Allentown City Council is allocating a $millon for affordable housing on the former parking lot of the former Lehigh Valley Club. In more prosperous days of yesteryear, that facility hosted wedding receptions for the well heeled. 

There's another proposal up the block on the county level, to restart the Lehigh County Redevelopment Agency. You would think that after the state diverted a $Billion to Reilly for his privately owned, publicly financed empire on Hamilton Street, we wouldn't need another redevelopment agency.  But let's not co-mingle Reilly's good fortune with bureaucratic opportunities.

Actually, that redevelopment agency might be needed sooner than this post indicates. I believe that current prices being paid for downtown rental units exceeds the cash flow that they will yield. I'm expecting a lot of boarded up buildings, but that will be a post topic in the future.

The postcard shown above is of the dining room in the former Lehigh Valley Club.  Its former parking lot will now  house affordable housing, built by a development company seeking $1million from Allentown's federal Covid fund chest.

Mar 23, 2023

Mistake Of Parking Authority/Lanta


At the Allentown Speak Out forum, Zee, an elderly neighborhood woman, referred to the new Lanta Terminal as Port Authority.
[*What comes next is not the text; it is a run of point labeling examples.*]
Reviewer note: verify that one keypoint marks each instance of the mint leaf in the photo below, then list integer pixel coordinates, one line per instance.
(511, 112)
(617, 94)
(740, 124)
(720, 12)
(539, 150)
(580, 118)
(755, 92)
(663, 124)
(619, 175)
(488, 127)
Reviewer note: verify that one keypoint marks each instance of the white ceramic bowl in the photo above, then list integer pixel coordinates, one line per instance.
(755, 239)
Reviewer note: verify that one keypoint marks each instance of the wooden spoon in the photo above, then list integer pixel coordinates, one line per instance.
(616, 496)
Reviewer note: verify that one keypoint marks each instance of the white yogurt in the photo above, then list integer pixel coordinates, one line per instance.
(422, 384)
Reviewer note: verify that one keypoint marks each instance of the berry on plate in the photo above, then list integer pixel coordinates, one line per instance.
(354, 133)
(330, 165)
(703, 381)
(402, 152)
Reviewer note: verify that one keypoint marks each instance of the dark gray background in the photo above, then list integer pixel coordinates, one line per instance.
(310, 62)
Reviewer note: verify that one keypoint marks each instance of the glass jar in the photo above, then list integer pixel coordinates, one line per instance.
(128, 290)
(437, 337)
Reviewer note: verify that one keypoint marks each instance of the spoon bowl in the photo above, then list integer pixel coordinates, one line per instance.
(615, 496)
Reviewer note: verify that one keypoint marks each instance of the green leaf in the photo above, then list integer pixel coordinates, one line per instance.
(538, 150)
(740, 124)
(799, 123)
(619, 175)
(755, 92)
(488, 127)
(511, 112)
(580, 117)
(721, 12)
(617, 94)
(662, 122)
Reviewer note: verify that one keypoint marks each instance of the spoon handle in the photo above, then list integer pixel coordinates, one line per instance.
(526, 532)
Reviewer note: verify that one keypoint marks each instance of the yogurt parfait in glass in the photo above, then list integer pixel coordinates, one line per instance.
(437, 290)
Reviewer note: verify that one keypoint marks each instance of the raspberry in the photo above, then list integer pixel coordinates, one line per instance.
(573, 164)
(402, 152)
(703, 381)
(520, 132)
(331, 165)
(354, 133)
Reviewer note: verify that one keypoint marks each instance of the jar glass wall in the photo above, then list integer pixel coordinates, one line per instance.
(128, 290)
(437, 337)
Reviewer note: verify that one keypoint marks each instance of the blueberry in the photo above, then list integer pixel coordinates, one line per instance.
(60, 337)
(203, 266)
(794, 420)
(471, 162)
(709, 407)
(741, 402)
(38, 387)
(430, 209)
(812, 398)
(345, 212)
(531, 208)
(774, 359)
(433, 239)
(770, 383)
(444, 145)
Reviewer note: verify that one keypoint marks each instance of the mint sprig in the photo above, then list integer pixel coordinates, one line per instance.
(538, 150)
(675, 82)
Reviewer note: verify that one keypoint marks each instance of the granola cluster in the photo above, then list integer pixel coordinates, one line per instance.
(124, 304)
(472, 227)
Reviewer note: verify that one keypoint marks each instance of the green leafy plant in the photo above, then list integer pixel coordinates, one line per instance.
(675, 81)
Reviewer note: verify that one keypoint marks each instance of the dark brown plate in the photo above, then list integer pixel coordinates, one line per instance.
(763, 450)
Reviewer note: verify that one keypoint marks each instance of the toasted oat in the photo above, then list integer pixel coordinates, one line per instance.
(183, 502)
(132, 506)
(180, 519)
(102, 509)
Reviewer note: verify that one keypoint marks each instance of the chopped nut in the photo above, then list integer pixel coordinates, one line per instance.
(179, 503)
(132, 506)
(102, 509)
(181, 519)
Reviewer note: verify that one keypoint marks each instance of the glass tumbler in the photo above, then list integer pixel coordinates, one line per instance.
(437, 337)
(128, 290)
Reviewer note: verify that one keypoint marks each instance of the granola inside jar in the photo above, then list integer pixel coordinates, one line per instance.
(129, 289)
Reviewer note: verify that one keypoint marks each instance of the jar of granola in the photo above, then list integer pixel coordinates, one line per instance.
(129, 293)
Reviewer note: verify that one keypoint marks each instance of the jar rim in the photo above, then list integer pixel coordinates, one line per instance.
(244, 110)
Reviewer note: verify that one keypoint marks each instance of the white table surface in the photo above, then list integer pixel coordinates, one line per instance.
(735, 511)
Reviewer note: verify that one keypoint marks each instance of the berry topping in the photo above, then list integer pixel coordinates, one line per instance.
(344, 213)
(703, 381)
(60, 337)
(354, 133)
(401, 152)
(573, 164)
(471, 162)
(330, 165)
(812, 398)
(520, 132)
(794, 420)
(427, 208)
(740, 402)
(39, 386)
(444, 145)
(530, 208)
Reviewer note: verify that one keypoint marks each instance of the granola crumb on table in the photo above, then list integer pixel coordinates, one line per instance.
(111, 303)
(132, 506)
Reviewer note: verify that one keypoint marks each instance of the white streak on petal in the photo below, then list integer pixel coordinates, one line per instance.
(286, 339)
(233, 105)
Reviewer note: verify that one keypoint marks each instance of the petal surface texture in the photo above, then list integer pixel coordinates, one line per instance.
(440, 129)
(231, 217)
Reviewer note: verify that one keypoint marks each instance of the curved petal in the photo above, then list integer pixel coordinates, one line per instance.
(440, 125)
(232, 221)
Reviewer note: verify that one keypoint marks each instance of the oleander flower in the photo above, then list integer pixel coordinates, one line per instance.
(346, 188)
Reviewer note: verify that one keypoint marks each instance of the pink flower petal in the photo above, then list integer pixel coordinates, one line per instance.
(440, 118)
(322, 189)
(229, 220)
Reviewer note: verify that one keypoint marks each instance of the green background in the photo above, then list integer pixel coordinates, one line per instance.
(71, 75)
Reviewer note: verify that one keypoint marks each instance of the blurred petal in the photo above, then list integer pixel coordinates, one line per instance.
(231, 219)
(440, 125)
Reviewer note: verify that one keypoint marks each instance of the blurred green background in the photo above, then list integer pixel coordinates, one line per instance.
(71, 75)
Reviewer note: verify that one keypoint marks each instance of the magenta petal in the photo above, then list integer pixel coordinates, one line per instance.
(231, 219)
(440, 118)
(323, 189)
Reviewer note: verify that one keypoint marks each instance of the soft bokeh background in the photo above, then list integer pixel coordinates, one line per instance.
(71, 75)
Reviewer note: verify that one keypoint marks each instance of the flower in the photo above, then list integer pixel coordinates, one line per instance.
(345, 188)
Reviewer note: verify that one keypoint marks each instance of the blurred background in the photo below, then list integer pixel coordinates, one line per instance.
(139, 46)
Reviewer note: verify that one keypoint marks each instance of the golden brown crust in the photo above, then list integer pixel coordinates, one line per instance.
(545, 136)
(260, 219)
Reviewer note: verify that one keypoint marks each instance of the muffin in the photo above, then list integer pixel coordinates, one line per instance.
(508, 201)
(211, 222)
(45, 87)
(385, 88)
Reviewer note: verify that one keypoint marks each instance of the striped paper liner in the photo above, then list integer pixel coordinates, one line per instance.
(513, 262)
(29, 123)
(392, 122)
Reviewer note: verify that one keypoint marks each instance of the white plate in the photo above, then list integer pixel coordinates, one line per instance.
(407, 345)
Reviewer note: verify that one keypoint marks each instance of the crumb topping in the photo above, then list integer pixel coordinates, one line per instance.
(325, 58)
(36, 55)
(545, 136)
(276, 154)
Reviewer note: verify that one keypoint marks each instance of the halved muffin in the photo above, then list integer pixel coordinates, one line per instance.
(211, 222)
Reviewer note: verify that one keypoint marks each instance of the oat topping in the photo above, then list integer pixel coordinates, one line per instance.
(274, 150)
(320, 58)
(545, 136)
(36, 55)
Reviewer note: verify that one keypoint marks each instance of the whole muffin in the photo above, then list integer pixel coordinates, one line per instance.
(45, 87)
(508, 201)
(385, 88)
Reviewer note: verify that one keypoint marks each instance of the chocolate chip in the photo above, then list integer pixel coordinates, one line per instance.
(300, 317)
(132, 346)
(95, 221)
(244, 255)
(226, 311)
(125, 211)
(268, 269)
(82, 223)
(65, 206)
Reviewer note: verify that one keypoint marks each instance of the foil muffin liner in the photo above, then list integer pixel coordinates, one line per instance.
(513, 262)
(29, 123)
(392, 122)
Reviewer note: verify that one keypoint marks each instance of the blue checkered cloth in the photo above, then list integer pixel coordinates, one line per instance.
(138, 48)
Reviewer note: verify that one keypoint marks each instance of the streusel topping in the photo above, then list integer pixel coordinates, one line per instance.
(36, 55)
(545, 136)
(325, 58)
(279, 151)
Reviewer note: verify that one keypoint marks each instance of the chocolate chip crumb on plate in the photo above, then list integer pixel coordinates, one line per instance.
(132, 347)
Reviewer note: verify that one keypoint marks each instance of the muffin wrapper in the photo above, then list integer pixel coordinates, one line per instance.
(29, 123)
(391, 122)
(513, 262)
She has a point, did Allentown need a Port Authority? In reality the mission of both the Parking Authority and Lanta has become political and distorted, to the detriment of those whom they were intended to serve. I have referred to the Parking Authority in previous posts as a Frankenstein monster who preys on Allentown's poorest residents. Its appetite has recently expanded to include poorer merchants. If it wasn't enough for Lanta to remove the transfer stations from the historical stops near Hamilton Street, the Parking Authority now provides eating and shopping venues for their captured bus riders at the "Terminal". Once upon a time, in Allentown's heyday, the parking meters were monitored by two meter maids in golf carts, employed by the police department. The original mission of the Parking Authority was to facilitate parking for the merchants' behalf. Lanta was suppose to provide the public with transportation to those destinations which enhanced the economic well being of both the riders and the community. The new Allentown Transportation Center fails to serve both the merchants and the riders, conversely, it serves itself by being a mini-mall with virtual prisoners. Allentown City Council now has a member who is on the Lanta Board. The previous Council had a member on the Parking Authority. All the merchants are suffering on Hamilton Street, and already three are closing their doors; City Line Creamery, Hamilton Perk Cafe, and Mish Mash Boutique. The Terminal, new or not, should be closed, and the transfer stops on Hamilton Street should be restored. The public interest is better served by the survival of the Hamilton merchants, than the utilization of the parking deck's adjacent Lanta Terminal.

above reprinted from January 20, 2008

ADDENDUM March 23, 2023: I'm glad to see the Parking Authority coming under scrutiny. As a blogger who has been taking them on for over 15 years,  I marvel at how long they got away with their shenanigans. To a large part the Morning Call was responsible for them not being held accountable. When myself and others would speak out and even document their abuses, the paper turned a blind eye. In 2014 I conducted two press conferences about Authority abuses. One conference the paper ignored, and for the other they took the Authority's answers as gospel. With the press now paying attention, perhaps the best interests of the city and citizens will finally be served.